As the module name suggests, Critical Reasoning skill is a course that aims to give you the insights of a critical mind with the right analytical basis from differing viewpoints that can be generated from any informative source. But so far, in class our content has mostly covered on governmental bases and how the people have brought up concerns.
But today's lesson regarding the case of Wee Shu Min on Derek Wee's article. I felt that the whole lesson was brought to a unbalanced scenario where there is a lot of negative reactions towards Shu Min as a daughter of the MP. Where it is over-substantiated with evidence and implications of both her father and her being insensitive bigots and pricks to the general populance of Singapore. Yet, based on that, all I can say is that Shu Min's elitism is just a result of in school culture that is underground and bred with a sheltered background. So I would rightly label the post that she wrote as mere ignorance and naive words. But I felt that my classmates were instigated to see that the whole issue was all the fault of the MP and the "rich".

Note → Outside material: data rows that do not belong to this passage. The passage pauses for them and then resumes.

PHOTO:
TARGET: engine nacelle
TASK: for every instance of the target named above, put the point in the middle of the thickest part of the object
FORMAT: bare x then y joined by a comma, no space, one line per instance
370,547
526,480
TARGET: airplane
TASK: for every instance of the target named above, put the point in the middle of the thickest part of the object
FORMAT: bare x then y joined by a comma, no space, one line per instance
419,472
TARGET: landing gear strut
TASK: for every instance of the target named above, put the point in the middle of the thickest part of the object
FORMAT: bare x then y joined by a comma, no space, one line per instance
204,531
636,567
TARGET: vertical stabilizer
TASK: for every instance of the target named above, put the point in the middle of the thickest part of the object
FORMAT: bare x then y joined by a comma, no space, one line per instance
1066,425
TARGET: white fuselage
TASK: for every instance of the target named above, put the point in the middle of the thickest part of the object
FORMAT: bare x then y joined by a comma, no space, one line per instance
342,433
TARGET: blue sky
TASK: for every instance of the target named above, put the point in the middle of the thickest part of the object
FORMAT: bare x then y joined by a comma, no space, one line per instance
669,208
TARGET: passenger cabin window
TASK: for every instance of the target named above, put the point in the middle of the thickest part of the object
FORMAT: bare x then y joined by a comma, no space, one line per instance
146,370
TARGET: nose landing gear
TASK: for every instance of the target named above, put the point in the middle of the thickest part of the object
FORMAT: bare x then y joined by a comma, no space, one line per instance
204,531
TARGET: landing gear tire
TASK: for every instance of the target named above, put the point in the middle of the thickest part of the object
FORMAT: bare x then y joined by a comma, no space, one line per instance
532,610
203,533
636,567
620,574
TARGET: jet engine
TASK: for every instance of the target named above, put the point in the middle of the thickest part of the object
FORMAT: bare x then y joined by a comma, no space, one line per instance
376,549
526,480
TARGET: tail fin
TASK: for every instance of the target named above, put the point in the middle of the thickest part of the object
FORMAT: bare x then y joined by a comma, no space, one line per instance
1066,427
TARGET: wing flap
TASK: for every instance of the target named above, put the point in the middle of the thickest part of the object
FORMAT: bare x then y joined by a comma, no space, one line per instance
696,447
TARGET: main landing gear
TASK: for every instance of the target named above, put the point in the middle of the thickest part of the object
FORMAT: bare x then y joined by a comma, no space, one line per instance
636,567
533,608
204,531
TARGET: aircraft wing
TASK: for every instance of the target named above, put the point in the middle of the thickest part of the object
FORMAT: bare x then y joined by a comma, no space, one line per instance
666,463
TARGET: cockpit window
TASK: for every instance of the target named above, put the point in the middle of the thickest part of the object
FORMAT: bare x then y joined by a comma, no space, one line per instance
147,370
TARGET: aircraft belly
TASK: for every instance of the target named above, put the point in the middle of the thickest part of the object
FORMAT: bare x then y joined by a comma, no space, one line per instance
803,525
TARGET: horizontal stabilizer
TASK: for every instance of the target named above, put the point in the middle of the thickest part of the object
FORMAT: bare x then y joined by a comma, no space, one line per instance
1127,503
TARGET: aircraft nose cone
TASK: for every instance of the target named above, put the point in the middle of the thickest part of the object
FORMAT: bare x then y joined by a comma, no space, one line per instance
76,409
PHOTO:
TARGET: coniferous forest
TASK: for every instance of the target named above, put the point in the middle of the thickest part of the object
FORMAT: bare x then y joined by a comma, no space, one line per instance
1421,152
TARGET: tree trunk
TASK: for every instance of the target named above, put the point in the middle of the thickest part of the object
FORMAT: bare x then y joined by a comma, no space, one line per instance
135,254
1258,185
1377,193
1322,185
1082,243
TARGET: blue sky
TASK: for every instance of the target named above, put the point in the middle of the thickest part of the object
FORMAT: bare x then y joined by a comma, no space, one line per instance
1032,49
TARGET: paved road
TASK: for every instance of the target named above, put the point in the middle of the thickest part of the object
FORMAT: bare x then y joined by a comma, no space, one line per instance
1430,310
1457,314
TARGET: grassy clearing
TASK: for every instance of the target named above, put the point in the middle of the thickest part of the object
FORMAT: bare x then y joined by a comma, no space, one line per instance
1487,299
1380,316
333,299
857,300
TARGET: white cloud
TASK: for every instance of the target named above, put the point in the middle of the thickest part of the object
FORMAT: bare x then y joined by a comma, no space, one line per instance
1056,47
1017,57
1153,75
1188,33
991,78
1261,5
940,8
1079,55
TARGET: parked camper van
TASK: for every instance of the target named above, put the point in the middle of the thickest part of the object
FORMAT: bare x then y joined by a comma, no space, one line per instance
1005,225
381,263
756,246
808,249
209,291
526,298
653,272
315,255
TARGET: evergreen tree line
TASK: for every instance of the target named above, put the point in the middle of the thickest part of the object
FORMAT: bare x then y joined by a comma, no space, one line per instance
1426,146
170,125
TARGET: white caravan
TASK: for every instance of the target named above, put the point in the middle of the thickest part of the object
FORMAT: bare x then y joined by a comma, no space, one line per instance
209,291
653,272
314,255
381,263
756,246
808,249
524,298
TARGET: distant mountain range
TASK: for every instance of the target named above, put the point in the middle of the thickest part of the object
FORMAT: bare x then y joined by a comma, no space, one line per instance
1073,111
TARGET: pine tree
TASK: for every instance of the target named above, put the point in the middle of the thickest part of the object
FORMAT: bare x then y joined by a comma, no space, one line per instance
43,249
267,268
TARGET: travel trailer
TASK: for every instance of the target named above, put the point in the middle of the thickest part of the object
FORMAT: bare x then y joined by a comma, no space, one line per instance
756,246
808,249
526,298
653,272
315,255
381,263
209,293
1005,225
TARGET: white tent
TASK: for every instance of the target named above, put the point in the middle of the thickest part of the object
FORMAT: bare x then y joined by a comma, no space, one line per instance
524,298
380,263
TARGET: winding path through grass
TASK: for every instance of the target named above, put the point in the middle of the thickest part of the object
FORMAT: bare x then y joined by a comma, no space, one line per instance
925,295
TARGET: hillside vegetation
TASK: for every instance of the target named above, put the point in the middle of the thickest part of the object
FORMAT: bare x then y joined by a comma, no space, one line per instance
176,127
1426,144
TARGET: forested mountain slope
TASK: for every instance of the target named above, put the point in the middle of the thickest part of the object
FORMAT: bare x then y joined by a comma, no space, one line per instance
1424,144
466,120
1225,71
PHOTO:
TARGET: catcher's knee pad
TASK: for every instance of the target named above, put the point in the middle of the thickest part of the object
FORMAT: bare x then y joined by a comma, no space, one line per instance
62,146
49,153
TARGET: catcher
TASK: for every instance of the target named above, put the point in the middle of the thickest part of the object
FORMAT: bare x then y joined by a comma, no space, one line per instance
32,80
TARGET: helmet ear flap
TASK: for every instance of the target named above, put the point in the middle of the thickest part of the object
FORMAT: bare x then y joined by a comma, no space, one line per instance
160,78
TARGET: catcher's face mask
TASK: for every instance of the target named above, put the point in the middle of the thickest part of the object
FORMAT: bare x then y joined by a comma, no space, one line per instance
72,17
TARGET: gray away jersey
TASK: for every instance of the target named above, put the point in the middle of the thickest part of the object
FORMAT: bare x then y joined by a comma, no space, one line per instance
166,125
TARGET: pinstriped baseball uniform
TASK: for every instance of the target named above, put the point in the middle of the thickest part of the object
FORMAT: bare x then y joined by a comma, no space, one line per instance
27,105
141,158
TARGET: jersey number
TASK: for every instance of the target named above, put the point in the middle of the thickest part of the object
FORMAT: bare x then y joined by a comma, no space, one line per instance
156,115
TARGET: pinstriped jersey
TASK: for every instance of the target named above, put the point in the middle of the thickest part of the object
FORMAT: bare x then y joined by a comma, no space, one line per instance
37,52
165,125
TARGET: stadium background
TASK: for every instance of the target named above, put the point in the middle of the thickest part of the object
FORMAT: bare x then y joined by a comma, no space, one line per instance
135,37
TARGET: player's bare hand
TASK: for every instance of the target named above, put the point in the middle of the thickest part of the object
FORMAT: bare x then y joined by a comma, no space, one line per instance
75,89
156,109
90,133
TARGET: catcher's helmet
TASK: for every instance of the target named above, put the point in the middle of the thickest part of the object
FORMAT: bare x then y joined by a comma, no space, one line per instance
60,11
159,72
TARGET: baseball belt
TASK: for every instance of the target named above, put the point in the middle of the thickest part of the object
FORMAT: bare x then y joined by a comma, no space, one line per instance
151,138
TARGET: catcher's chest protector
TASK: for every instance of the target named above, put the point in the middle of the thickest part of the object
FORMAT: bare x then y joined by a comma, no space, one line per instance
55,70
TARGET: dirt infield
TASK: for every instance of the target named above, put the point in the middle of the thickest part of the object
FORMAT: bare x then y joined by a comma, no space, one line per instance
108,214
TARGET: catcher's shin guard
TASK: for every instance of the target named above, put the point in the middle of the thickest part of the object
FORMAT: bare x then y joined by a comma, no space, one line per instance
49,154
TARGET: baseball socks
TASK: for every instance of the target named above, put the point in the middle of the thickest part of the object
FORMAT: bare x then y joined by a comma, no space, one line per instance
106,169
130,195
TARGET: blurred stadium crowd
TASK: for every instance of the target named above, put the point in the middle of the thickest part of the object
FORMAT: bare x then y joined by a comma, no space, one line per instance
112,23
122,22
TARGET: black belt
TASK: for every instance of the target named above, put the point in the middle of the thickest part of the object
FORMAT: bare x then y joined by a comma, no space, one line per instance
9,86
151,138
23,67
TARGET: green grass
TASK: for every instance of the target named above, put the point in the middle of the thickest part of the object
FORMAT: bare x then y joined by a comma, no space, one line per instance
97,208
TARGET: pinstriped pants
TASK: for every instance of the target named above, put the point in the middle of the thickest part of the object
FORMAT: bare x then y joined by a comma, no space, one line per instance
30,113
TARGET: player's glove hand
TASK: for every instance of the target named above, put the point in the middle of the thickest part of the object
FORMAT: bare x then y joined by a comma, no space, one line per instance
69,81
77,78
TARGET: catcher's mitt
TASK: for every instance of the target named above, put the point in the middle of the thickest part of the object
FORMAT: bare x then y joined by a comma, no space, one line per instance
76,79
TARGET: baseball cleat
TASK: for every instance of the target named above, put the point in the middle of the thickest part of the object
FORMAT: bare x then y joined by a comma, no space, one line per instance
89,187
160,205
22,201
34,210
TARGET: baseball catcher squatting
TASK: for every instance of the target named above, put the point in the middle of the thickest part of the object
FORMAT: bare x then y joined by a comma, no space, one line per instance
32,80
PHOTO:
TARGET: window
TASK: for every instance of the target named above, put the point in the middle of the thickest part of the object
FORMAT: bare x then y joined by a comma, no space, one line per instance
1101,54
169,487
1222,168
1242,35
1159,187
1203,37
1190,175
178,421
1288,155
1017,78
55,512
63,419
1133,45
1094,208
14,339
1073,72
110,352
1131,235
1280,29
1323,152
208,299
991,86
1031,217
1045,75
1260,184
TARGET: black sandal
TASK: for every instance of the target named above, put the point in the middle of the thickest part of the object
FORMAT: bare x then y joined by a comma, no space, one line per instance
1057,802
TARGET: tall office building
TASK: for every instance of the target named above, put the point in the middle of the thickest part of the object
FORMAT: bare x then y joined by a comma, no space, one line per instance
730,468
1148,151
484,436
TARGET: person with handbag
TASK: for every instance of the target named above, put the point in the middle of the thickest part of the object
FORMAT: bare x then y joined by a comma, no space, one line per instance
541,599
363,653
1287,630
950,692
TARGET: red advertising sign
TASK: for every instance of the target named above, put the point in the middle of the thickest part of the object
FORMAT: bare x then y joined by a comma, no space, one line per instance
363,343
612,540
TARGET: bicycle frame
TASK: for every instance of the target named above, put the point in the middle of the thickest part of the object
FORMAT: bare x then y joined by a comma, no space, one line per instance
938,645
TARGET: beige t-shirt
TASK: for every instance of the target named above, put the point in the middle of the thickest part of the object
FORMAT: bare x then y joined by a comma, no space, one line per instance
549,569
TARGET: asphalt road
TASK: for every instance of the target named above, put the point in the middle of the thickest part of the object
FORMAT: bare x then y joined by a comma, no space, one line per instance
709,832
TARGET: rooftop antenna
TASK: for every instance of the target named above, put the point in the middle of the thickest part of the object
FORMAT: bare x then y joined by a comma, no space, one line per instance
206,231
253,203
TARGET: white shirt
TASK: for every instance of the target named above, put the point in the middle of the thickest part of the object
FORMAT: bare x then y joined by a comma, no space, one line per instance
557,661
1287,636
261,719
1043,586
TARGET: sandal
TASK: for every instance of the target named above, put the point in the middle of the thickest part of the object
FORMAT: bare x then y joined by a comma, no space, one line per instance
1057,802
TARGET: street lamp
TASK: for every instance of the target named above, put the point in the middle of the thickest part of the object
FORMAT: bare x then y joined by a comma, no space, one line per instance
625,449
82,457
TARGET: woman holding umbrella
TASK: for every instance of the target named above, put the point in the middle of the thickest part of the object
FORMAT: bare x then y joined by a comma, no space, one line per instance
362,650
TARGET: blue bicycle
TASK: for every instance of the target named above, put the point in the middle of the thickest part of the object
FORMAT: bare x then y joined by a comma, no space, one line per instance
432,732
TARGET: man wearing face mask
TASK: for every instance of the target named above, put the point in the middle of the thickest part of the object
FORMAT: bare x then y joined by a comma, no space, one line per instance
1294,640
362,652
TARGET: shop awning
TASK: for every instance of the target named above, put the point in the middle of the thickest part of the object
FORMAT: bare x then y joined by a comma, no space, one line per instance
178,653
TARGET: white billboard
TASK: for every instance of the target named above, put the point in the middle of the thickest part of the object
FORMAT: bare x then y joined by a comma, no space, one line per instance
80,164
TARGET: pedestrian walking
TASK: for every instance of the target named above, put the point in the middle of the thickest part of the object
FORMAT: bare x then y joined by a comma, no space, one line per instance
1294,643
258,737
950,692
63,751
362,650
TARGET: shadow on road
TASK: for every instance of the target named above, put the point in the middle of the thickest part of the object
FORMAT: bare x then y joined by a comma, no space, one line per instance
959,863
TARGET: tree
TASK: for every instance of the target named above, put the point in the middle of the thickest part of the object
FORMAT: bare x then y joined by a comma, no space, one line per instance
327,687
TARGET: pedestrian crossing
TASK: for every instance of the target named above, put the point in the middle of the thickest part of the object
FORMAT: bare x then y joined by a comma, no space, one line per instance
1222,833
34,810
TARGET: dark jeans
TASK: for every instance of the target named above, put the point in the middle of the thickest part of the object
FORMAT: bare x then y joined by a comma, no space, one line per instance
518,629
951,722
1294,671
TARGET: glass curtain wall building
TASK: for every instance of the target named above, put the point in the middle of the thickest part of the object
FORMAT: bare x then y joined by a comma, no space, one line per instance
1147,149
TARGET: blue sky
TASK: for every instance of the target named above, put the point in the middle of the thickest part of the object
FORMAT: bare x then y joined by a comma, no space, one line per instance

Kok Chee warns us about agreeing with people who are sly with their words. But what about agreeing with people who are sly with the use of evidence and preferencial viewpoints within a classroom settling? It is just a personal opinion, but young minds are definitely impressionable. Even at a polytechnic level, regarding issues of politics and economics...our students may be none the wiser. Especially if they do not view these as topics of importance to them, such loose use of the word "Propaganda" may make them seem like they are on the right side of society - when in truth they are walking in a self created realm - following the veiws of the first thinking adult to bring this point up to them.
I feel mean...but this is something that I needed to get off my mind. A thinking individual doesn't cheer on when someone is being shamed, even if that individual seems deserving of it. Definitely not something I observed in a class that "teaches you to think critically."